TrystanLea · 21 September 2018 14:43

I forgot to mention that the indexedinputs is only implemented via the HTTP api so far and not phpmqtt_input. Which one are you testing with? I will get on to changing phpmqtt_input.

and yes only implemented in the old inputs list so far

pb66 · 21 September 2018 14:55

Not a problem there, all my testing so far is http only.

Cool, that fits with what I’ve found.

Any thoughts on the index/name offset and/or the duplication?

TrystanLea · 21 September 2018 15:01

Trying to solve your seen issue first with new inputs, After switching the branch did you update the database to add the index field? and then run the populateindexes command as above?:

http://localhost/emoncms/input/populateindexes.json

TrystanLea · 21 September 2018 15:07

The idea is that these indexedinput changes will work seamlessly with existing systems, i.e no new inputs appearing, everything working as expected, no broken configuration.
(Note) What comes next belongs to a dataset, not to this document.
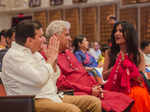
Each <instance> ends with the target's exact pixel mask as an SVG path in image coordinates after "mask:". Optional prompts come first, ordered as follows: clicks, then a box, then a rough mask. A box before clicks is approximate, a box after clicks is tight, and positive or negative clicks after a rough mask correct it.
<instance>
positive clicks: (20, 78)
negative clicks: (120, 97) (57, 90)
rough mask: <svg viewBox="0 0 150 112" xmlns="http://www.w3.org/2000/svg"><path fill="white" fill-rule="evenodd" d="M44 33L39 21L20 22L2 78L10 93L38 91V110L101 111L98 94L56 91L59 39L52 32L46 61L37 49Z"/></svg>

I think once your indexes are populated and its setup correctly most of your questions will I hope be answered

TrystanLea · 21 September 2018 15:08

Existing inputs with input names “1”, “2” etc will continue to post to these names. But their index will be 0, 1

pb66 · 21 September 2018 15:09

Yes

No, I had missed that and now I’m a bit concerned about running it until I know what it’s likely to do with the input names, what is the intended behavior?

Maybe I’ll set up another test user so that i can just test with one set of inputs rather than risking the need to rename 50 inputs back.

TrystanLea · 21 September 2018 15:12

The populateindexes command only modifies the index field so it wont change anything else:

github.com

emoncms/emoncms/blob/indexedinputs/Modules/input/input_model.php#L264

    
      
              $dbinputs = array();
              if (!$result = $this->mysqli->query("SELECT id,nodeid,indx,name,processList FROM input WHERE `userid` = '$userid' ORDER BY nodeid,name asc")) {
                  $this->log->warn("mysql_get_inputs sql query error");
                  return false;
              }
              while ($row = (array)$result->fetch_object()) $dbinputs[] = $row;
              return $dbinputs;
          }
          
          
public function populate_indexes($userid) 
          {
              $userid = (int) $userid;
              $this->log->warn("populate_indexes u=$userid");
              
              $nodes = array();
              if (!$result = $this->mysqli->query("SELECT id,nodeid,indx,name,processList FROM input WHERE `userid` = '$userid' ORDER BY id")) {
                  $this->log->warn("populate_indexes, sql error, indx may be missing");
                  return false;
              }
              
              while ($row = $result->fetch_object()) {

You can delete the index column in the database, recreate and run the command again as many times as you like to test without affecting existing data there.